1st January: Hangover day. What more can be said?

5th January: All over Spain, this is the night the children have been waiting for. The three kings hit town in fabulous parades from which they hurl, literally, tons of sweets into the watching crowds. These parades are something you have to see – the pen may be mighty but not that mighty!

6th January: Epiphany. This is the day the children find out what Caspar, Melchior and Balthasar (who seems to be the favourite) have brought them. They are often given lumps of ‘coal’ as a joke but this coal is made from sugar – even if it does look extremely realistic. Just as British children will hang a stocking up, Spanish children will leave their shoes on the doorstep or window sill, often filled with hay or food for the camels. Since Balthasar is such a favourite because it is widely accepted that it is he who actually gives the presents and he usually is depicted riding a donkey, hay is the most popular stuffing.
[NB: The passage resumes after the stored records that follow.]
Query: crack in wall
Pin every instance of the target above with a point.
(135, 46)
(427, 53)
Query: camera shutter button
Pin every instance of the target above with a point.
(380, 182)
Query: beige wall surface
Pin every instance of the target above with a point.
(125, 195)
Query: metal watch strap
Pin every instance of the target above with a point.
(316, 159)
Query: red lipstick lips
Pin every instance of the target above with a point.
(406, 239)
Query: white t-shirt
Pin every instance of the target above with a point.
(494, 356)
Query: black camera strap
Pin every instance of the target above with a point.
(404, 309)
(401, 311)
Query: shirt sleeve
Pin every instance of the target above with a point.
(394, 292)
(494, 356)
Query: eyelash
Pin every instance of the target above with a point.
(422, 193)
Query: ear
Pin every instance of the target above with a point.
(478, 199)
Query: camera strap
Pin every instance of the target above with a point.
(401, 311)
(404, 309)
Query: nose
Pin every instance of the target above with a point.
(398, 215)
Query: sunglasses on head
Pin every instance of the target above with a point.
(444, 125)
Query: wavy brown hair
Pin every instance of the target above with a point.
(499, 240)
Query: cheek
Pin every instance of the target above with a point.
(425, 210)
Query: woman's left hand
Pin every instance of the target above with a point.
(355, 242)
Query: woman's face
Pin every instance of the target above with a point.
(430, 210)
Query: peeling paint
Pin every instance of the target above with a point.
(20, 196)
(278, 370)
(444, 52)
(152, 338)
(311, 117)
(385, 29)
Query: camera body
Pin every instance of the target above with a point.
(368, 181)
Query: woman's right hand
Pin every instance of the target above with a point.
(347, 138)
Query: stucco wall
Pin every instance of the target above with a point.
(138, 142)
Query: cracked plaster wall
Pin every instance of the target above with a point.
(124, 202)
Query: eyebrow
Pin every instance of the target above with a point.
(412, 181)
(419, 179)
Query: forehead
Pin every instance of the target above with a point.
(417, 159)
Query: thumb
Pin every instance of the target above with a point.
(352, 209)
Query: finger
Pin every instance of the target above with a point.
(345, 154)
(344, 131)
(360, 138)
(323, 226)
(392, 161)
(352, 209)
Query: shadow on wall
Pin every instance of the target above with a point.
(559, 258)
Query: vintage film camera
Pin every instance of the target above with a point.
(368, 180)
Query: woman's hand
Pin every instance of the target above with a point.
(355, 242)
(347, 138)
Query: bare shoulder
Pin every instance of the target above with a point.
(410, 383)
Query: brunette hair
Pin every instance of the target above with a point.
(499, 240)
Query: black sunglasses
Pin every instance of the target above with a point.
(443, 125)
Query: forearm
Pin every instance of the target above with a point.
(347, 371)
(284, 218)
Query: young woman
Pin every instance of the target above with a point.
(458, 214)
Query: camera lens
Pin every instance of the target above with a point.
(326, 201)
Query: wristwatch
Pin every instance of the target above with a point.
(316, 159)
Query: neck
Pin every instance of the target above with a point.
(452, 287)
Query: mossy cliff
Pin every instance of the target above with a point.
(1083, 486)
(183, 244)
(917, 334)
7th January: Like a switch being thrown, everything goes back to normal. The children go to school and parents go back to work. But there is next year to look forward too!

One aspect of a Spanish Christmas that is often over-looked is the huge amount of work the three kings do. During the weeks up to 6th January, they visit hospitals, schools and nursing homes, call on the sick and raise huge amounts of funds for charity wearing very elaborate costumes befitting kings and, of course, often with the necessary string of servants.